In animals treated with a single injection of a median lethal dose of different oximes, diffuse micronodular degeneration with karyorrhexis or karyolysis was observed after 24 hrs. Affected muscle fibres were surrounded by massive, focal haemorrhages and increased number of inflammatory cell infiltrates. The interstitial haemorrhages appeared uniformly in each of the sections examined. The strongest diaphragm damages were shown in the groups of rats treated with obidoxime, K048 and K075, respectively. These DDS values were significantly different from those obtained in asoxime-treated animals (P < 0.001). The later phase of myocyte injury was characterized by multifocal necrosis and diffuses haemorrhages. The affected areas were invaded by neutrophils and numerous macrophages. Within 7 days, in the affected areas cross-striations were completely lost. Thickening of blood vessels with vacuolisation of the endothelial cells was observed, too. At the end of this experimental period, the strongest muscle injury was in the groups of animals treated with obidoxime, K048 and K075, respectively (Fig. 3d–f). Their DDS values were significantly higher than those obtained in the asoxime-treated groups and in the control ones (P < 0.001). On the other hand, the established time-depend differences were the most significant in the groups of rats treated with asoxime, obidoxime and K027, respectively (P < 0.001) (Table 3c).
Pathohistological and semiquantitative analysis of the musculus popliteus of the experimental animals
The histological structure of the musculus popliteus in the groups of animals treated with 0.1 LD50 of different oximes was similar to the control group (Fig. 4a).

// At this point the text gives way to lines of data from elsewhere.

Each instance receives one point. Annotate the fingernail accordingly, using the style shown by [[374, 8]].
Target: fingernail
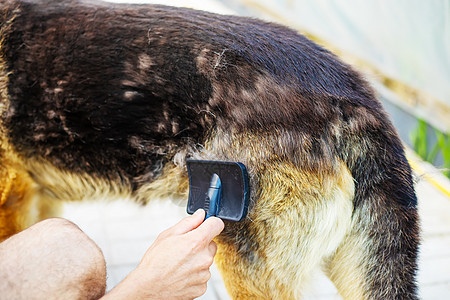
[[198, 211]]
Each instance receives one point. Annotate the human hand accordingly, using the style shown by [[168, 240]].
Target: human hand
[[176, 265]]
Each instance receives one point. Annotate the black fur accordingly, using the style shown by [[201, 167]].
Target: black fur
[[118, 90]]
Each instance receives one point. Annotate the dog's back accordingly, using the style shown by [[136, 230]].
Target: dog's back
[[111, 99]]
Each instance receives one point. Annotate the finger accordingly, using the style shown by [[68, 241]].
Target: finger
[[212, 248], [209, 229], [189, 223]]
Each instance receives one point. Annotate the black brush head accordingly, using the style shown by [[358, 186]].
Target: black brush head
[[234, 195]]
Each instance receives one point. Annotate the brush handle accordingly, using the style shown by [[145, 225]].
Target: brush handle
[[213, 196]]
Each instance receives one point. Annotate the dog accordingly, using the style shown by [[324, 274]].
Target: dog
[[108, 100]]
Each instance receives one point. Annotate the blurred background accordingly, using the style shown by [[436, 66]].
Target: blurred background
[[403, 48]]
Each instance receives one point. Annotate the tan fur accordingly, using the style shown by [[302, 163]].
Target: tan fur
[[300, 219]]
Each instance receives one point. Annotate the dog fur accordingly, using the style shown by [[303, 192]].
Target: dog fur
[[108, 100]]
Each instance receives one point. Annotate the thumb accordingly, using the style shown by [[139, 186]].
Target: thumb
[[189, 223]]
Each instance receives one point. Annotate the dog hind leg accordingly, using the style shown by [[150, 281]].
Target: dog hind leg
[[299, 219]]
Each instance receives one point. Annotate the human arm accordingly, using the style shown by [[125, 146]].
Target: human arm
[[176, 265]]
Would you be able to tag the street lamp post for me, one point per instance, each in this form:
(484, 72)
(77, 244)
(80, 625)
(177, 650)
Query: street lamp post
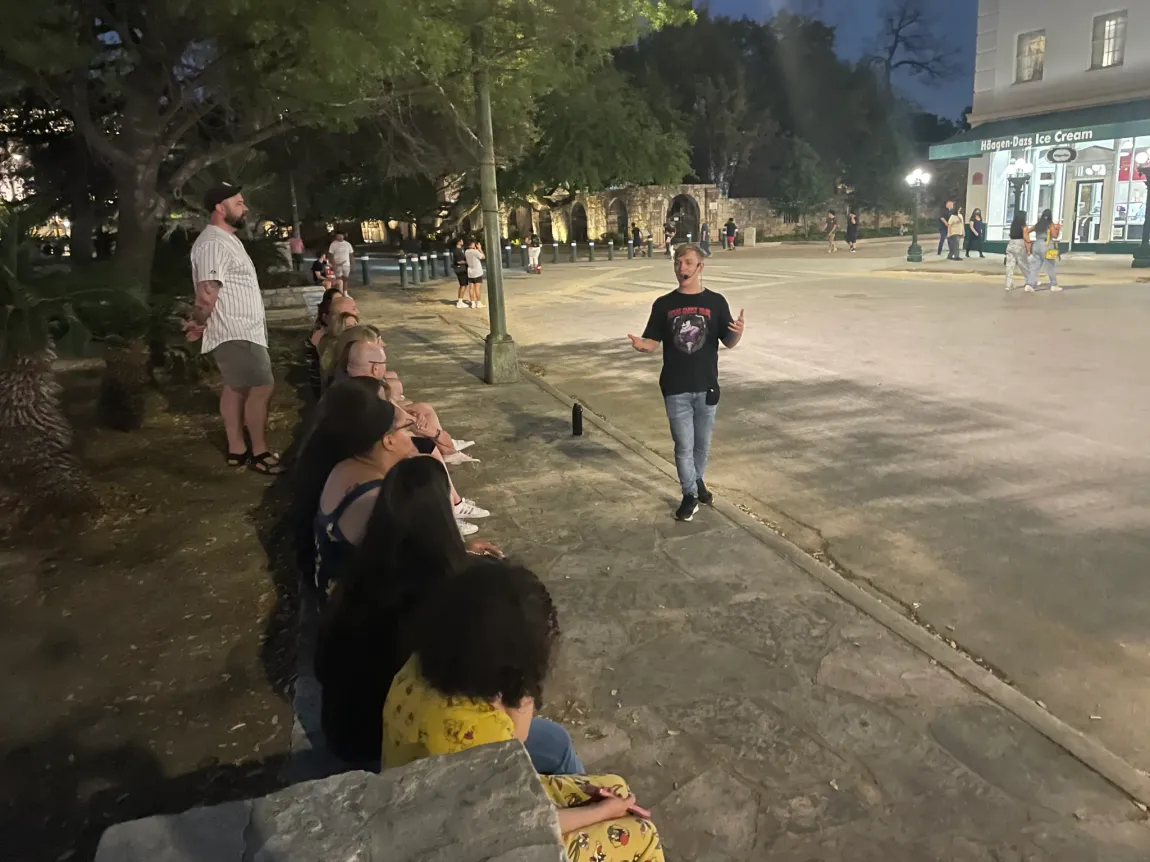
(1019, 172)
(917, 179)
(1142, 253)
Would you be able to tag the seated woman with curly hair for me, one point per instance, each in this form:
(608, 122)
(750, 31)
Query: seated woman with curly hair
(482, 651)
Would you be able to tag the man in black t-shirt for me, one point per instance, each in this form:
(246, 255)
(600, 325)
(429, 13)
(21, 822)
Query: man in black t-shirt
(690, 322)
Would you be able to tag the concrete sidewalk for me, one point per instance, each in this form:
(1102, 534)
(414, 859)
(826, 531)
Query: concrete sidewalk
(758, 715)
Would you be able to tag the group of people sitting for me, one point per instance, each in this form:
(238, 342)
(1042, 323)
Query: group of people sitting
(428, 645)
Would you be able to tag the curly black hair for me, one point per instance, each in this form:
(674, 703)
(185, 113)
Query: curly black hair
(488, 633)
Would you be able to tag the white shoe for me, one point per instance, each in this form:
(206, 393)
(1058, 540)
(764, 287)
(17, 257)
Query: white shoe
(459, 458)
(467, 509)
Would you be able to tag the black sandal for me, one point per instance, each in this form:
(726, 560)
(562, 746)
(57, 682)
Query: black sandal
(268, 463)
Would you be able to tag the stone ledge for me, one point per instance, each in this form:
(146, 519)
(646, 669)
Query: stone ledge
(485, 803)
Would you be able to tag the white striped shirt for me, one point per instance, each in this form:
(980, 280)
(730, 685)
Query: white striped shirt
(217, 255)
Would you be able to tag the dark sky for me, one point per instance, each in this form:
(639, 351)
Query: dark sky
(856, 22)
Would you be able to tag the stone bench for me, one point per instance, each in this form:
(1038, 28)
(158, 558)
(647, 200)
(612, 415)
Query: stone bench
(485, 803)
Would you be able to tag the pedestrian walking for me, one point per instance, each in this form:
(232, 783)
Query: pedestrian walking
(730, 230)
(459, 264)
(340, 253)
(1044, 252)
(296, 246)
(689, 323)
(1018, 249)
(475, 258)
(230, 323)
(975, 232)
(852, 229)
(944, 224)
(829, 228)
(955, 230)
(533, 254)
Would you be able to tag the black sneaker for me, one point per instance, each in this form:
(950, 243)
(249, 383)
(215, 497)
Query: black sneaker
(688, 508)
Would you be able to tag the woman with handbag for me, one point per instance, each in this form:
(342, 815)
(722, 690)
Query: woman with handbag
(1044, 251)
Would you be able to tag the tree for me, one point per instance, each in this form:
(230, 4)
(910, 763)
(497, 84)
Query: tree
(163, 90)
(906, 43)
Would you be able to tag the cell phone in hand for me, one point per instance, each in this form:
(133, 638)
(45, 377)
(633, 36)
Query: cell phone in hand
(602, 793)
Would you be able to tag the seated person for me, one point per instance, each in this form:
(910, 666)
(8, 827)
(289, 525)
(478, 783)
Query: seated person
(358, 436)
(482, 646)
(409, 547)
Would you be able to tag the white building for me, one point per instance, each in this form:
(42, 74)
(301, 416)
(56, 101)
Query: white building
(1064, 85)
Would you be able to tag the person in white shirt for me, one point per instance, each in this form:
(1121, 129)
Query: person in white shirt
(475, 259)
(229, 318)
(340, 254)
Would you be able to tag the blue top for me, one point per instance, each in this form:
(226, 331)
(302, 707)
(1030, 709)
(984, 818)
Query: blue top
(332, 549)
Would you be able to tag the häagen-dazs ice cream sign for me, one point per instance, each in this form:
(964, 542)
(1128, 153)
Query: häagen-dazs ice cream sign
(1039, 139)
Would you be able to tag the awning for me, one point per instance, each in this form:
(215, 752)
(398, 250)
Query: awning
(1101, 122)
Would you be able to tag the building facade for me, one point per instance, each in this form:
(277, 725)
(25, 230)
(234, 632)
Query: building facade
(1063, 85)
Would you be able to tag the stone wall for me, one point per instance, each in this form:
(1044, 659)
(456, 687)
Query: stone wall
(484, 803)
(590, 215)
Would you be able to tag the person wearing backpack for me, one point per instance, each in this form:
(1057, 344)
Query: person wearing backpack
(1044, 251)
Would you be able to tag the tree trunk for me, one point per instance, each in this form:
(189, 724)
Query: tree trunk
(39, 471)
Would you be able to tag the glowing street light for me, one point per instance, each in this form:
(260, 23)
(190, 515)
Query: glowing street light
(917, 179)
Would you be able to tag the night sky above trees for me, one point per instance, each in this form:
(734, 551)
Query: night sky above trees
(855, 23)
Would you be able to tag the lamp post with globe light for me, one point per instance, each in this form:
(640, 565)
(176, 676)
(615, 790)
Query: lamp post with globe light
(1018, 174)
(917, 179)
(1142, 253)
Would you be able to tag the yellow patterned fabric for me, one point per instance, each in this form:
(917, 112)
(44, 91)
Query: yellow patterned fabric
(419, 722)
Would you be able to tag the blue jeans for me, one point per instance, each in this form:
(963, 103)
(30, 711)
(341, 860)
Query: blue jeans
(551, 748)
(691, 423)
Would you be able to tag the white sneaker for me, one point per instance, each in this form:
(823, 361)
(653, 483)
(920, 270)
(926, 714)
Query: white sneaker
(459, 458)
(467, 509)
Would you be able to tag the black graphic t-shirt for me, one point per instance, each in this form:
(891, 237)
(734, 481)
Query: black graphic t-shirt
(689, 325)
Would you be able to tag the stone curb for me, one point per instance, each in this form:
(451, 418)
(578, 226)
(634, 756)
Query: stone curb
(1082, 747)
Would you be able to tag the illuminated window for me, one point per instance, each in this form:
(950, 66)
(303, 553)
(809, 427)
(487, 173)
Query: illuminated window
(1032, 52)
(1109, 40)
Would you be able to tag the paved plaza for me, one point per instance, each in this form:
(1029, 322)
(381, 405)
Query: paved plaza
(973, 456)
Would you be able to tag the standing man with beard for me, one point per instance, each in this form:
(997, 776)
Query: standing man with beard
(229, 317)
(690, 322)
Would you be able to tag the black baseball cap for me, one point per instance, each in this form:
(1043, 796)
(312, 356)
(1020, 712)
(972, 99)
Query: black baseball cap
(220, 193)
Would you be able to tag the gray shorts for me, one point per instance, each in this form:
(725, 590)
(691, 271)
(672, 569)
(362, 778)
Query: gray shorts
(243, 364)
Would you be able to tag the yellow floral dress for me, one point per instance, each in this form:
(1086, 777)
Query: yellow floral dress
(420, 722)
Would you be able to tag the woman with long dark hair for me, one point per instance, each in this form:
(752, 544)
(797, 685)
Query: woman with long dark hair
(409, 547)
(1044, 252)
(354, 441)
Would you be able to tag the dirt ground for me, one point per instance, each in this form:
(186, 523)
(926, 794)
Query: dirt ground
(147, 656)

Some myofibrils cells with intracellular oedema and normal nuclei were seen. The structural integrity of the blood vessels wall was unchanged. The results presented in Table 4 clearly show that the MPDS values in rats treated by different oximes were very similar to the ones established in the control group, during the whole study. In addition, the difference between the MPDS values was not significantly different in these animals sacrificed on day 1 and 7 after treatment (Table 4a).
Light micrographs of the musculus popliteus lesions of rats 7 days after treatments. H&E stain. Magnification 400×. (a,b) −0.5 LD50 im; (c–e) −1.0 LD50 im; (a) The control group, normal histological structure of the musculus popliteus; (b) The K048-treated group, vacuolar degeneration of myofiber and focal perivascular accumulation of neutrophils and macrophages; (c) The K075-treated group, small necrotic foci surrounded with a large number of neutrophils and macrophages; (d) The asoxime-treated group, myofibrils lysis, cellular infiltration and interstitial edema; (e) The K048-treated group, hyalinization with massive and diffuse cellular infiltration; (f) The K075-treated group, fragmented necrotic muscular fiber surrounded by leucocytes, neutrophils and macrophages.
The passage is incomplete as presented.